#Covid19PandemicVaccine; #Research; #RedTape; #ScietificEvidence; Ethics; #ClinicalTrials New York, Apr 16 (Canadian-Media): In an effort to end the humanity's lockdown globally, accelerated efforts are being made by at least 70 research teams, including some in Canada, to develop a potential pandemic vaccines within a year by bypassing some of the usual red tape that slows down the vaccine approval process, media reports said.
Pandemic Vaccine Research. Image credit: Facebook page
Scientists said the goal of the vaccine is to expose our immune system to part of the virus so our antibody fighters can prepare to attack the virus that causes COVID-19, since in a pandemic, no one has immunity to the virus because it is new.

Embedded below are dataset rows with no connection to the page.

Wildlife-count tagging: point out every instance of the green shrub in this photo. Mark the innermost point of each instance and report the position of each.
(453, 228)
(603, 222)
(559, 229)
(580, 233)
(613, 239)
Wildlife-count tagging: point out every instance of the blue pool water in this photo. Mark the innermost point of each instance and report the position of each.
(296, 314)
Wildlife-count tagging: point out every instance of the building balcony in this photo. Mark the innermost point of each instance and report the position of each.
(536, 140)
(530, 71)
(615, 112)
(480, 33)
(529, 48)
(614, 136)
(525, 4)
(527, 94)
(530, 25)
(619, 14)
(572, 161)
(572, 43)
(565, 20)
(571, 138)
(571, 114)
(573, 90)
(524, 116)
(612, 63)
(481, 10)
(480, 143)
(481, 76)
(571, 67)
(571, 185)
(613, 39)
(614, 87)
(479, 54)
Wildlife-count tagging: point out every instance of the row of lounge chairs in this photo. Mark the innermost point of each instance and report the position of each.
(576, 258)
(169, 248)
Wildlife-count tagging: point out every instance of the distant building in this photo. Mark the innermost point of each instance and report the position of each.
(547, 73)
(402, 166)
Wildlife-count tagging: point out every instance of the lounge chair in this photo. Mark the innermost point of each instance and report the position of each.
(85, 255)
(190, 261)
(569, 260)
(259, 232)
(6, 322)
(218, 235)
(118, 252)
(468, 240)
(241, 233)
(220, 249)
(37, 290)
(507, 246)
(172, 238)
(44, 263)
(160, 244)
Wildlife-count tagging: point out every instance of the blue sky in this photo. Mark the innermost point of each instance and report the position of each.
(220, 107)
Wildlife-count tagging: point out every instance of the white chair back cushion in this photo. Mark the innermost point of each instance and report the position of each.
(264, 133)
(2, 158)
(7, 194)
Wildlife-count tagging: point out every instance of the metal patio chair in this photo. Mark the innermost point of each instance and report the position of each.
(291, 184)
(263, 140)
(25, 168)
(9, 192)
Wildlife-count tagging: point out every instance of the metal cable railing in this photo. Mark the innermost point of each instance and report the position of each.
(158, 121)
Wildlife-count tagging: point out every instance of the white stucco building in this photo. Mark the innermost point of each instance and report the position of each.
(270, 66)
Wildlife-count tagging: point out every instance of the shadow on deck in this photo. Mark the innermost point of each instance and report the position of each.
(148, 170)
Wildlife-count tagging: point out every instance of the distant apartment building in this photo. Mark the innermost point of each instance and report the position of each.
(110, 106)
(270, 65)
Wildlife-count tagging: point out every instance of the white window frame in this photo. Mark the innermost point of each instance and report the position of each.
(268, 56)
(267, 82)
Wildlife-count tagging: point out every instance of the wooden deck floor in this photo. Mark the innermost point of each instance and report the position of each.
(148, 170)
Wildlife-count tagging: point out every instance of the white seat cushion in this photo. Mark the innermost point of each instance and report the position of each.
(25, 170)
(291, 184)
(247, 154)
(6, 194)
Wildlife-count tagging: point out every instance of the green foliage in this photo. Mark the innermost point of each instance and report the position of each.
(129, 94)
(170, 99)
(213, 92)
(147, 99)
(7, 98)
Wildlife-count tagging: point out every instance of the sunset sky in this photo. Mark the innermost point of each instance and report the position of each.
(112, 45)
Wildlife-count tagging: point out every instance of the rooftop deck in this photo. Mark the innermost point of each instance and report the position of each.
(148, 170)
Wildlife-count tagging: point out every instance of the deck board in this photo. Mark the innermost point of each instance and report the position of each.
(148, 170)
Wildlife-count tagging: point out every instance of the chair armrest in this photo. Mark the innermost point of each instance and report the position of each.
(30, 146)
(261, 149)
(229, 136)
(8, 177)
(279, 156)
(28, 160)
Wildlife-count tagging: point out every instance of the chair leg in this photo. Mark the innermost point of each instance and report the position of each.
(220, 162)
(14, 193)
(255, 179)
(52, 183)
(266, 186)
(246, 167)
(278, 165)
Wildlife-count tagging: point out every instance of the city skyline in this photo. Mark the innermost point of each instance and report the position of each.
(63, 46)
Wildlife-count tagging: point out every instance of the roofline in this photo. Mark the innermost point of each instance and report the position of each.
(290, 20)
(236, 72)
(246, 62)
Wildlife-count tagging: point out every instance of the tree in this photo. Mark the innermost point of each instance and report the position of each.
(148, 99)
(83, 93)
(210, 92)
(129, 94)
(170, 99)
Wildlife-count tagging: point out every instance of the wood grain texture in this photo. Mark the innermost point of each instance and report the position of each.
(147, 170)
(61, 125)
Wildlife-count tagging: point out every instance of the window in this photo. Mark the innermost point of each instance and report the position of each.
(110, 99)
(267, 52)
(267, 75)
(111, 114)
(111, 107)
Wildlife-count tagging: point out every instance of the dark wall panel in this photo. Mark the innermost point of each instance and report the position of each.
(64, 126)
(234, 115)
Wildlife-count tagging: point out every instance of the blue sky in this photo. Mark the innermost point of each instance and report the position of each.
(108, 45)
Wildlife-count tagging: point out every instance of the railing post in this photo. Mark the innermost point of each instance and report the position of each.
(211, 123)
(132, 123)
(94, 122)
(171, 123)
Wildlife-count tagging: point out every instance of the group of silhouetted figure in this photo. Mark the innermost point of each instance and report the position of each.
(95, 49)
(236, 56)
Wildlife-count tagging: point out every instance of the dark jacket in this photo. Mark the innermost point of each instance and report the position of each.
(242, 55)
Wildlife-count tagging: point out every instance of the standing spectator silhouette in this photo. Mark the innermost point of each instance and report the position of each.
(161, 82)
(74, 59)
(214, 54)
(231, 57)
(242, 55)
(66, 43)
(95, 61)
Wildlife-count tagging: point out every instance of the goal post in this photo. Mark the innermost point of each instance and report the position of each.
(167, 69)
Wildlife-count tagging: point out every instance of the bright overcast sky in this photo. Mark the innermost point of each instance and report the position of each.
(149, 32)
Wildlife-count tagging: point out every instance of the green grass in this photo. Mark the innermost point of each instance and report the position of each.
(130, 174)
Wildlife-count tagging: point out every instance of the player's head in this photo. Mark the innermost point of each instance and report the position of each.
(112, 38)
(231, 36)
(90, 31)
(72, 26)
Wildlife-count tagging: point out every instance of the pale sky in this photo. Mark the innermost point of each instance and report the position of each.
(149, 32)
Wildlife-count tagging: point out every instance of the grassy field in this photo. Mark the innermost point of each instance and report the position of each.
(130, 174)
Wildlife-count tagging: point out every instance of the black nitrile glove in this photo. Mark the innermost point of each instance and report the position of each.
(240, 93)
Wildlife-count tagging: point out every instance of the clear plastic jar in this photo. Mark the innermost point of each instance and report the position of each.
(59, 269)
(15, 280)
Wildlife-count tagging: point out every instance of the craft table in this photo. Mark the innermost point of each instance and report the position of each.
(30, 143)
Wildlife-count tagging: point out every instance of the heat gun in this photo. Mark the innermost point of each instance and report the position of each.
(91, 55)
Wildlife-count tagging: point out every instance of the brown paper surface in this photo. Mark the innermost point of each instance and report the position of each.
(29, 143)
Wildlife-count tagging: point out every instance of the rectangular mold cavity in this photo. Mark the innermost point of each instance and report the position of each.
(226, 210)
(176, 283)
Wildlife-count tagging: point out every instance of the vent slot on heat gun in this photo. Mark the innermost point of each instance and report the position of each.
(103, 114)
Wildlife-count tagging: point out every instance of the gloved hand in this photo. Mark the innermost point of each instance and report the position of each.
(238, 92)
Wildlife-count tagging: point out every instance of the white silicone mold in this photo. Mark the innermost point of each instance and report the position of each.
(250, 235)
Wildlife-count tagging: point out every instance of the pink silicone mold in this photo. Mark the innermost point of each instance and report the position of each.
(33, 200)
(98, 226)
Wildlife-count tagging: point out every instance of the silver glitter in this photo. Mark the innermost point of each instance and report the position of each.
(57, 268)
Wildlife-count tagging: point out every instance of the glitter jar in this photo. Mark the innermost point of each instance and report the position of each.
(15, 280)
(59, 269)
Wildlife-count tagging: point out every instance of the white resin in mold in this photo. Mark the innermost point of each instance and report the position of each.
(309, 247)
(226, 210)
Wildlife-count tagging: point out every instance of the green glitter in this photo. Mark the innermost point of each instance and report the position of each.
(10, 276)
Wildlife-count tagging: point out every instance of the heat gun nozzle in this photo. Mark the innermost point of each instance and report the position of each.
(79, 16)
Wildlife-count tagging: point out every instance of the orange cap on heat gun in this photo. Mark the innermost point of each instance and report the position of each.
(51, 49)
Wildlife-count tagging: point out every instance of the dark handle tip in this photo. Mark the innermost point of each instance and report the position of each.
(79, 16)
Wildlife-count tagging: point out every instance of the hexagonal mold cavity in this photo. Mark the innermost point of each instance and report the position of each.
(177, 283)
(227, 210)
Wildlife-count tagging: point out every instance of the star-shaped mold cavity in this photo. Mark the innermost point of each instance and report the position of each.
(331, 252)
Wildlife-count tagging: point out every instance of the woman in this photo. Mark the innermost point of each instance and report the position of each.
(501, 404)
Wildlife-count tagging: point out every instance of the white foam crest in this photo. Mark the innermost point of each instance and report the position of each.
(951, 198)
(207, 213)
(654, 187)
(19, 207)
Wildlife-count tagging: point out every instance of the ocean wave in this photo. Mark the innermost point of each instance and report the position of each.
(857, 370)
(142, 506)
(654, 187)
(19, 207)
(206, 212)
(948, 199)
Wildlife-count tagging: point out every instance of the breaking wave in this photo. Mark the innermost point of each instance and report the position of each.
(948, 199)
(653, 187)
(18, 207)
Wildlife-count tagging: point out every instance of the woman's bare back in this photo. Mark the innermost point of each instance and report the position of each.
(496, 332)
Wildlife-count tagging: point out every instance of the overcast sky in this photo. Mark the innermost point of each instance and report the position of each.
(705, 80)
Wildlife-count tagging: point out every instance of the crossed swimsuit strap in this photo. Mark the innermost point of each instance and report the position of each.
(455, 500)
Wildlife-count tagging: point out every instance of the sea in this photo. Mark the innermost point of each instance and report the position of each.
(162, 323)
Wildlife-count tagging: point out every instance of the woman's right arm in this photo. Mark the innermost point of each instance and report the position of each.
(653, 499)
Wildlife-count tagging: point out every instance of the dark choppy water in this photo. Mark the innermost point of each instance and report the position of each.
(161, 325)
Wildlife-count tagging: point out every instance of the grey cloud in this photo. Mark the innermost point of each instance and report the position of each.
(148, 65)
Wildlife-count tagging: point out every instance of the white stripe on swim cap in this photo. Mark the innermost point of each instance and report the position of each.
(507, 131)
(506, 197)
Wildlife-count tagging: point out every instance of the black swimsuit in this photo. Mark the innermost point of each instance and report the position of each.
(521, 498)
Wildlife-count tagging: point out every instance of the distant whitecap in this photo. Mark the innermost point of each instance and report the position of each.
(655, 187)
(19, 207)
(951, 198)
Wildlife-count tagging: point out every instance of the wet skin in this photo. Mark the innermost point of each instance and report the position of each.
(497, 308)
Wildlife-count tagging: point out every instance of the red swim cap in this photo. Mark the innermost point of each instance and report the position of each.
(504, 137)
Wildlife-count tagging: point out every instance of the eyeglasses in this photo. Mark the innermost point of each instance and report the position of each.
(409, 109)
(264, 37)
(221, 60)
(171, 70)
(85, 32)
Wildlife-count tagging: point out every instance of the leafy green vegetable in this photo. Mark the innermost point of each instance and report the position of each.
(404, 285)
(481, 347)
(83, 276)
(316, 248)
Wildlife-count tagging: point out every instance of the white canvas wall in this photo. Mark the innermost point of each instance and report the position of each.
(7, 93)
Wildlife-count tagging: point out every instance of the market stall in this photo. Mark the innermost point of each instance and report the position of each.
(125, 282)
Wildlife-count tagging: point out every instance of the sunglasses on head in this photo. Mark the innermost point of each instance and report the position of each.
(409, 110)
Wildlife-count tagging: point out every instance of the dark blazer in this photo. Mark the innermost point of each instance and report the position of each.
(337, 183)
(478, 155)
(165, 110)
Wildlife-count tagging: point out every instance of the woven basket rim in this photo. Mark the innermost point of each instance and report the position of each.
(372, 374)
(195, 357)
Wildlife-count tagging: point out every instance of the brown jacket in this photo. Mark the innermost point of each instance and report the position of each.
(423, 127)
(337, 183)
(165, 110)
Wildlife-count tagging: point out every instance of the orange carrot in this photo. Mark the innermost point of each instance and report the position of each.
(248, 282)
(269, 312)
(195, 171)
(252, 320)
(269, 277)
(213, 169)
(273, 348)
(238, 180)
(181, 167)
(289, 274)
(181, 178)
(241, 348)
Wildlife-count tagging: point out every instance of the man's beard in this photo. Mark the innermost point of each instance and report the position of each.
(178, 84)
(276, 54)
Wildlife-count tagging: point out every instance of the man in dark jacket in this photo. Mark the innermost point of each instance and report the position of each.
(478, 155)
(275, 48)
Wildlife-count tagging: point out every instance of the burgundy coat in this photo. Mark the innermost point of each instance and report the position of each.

Dr. Scott Halperin, of the Canadian Immunization Research Network, stressed the importance to have multiple versions of the vaccine that achieve the same purpose but work in different ways. He said with the first phase of clinical trials focused on safety, with about 30 to 50 volunteers testing out different doses of shots, next step of Phase 2 trials is critical as it involves larger number of people and takes about from seven to 10 years normally for the vaccine to go from the lab to the arms of patients. "What's mainly being accelerated are the various administrative steps, not the safety steps," he said and added Canadian researchers hope to have some potential vaccines in clinical trials within the next four to six weeks. However, Jonathan Kimmelman, a biomedical ethics professor at McGill University in Montreal, who watches both scientific and ethical standards are followed was concerned that in a hurry to develop a vaccine, we may be tempted to tolerate less than optimal science and said, "That to me seems unacceptable. The stakes are just as high right now in a pandemic as they are in non-pandemic settings." To show how long the process can take, Kimmelman points to the example of the ongoing search for an effective HIV vaccine that began in the 1990s In the meantime second phase of testing a vaccin, adapted from the company's Ebola research is being started by China's CanSino Biologics, according to China's Ministry of Science and Technology. Still another vaccine candidate is in Phase 1. In the U.S., Pennsylvania-based Inovio Pharmaceuticals began last week a Phase 1 trial of its vaccine candidate that uses the DNA sequence extracted from the key spike protein of SARS-CoV-2, the virus that causes COVID-19.
Earlier this week, the first person received a second dose of another potential U.S. vaccine from the National Institutes of Health (NIH) and Massachusetts-based biotech company Moderna Inc.